Matthew 10:34-42 – Having prophesied the opposition his disciples will eventually face in fulfilling their duties as messengers, Jesus clarifies what will result from his work among us, the division it will create as the prince of this world fights against it, seeking to keep God’s creatures blinded and enslaved. God does not seek such division, but is committed to standing firm against the plots and plans of Satan. To imagine a God that shrinks from confrontation is to misunderstand both God and the nature of our depravity and sinfulness. There is no such thing as a little bit of salvation, or a partial victory or negotiated peace with evil. There is only victory.

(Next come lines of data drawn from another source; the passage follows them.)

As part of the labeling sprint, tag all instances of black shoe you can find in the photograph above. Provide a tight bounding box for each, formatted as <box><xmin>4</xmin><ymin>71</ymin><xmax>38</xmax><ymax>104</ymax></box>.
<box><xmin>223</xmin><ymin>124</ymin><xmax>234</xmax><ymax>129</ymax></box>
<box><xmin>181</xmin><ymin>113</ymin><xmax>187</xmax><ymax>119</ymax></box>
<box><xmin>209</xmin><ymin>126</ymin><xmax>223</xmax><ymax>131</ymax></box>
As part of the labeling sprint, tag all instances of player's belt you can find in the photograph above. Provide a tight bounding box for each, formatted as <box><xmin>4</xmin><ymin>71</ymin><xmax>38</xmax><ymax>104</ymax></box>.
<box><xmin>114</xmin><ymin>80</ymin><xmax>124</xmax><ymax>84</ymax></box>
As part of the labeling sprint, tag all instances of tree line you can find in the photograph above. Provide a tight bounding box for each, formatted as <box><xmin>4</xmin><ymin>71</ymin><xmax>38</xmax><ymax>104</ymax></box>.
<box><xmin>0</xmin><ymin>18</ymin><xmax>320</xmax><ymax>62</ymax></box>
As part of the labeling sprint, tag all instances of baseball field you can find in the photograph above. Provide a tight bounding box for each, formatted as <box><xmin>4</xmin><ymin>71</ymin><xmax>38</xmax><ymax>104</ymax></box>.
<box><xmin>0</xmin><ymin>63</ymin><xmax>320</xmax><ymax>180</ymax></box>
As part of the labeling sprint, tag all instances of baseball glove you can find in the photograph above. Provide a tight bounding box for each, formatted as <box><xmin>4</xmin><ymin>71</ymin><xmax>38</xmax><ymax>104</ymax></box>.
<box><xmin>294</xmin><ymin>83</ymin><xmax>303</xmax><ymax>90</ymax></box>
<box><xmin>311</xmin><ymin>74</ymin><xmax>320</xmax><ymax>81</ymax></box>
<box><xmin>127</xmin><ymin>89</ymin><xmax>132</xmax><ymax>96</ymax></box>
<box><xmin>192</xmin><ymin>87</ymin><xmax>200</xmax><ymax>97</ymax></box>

And while amnesty is extended in grace to those who repent of their former disobedience and rebellion, those who refuse such amnesty place themselves under eternal judgment. It is quite literally all or nothing and this should not surprise us as we live in the confusion and shifting ground of a creation constantly trying to mistakenly assert such compromise is not only possible but desirable. As though good could ever co-mingle with evil, purity with impurity, holiness with desecration, righteousness with outlaws.

Against attempts to hold such a middle ground Jesus speaks starkly. If you love the things and people of this world more than God you ultimately lose both eternally. Only by loving the things and people of this world in their proper place as fellow creations and creatures rather than gods and goddesses can we hope and pray both for their salvation and our own. It is not that we are to neglect or abandon the Fourth Commandment or our marriage vows. But for those in Christ all these relationships are derivative from and therefore only possible when kept in their proper relationship to our relationship with Christ.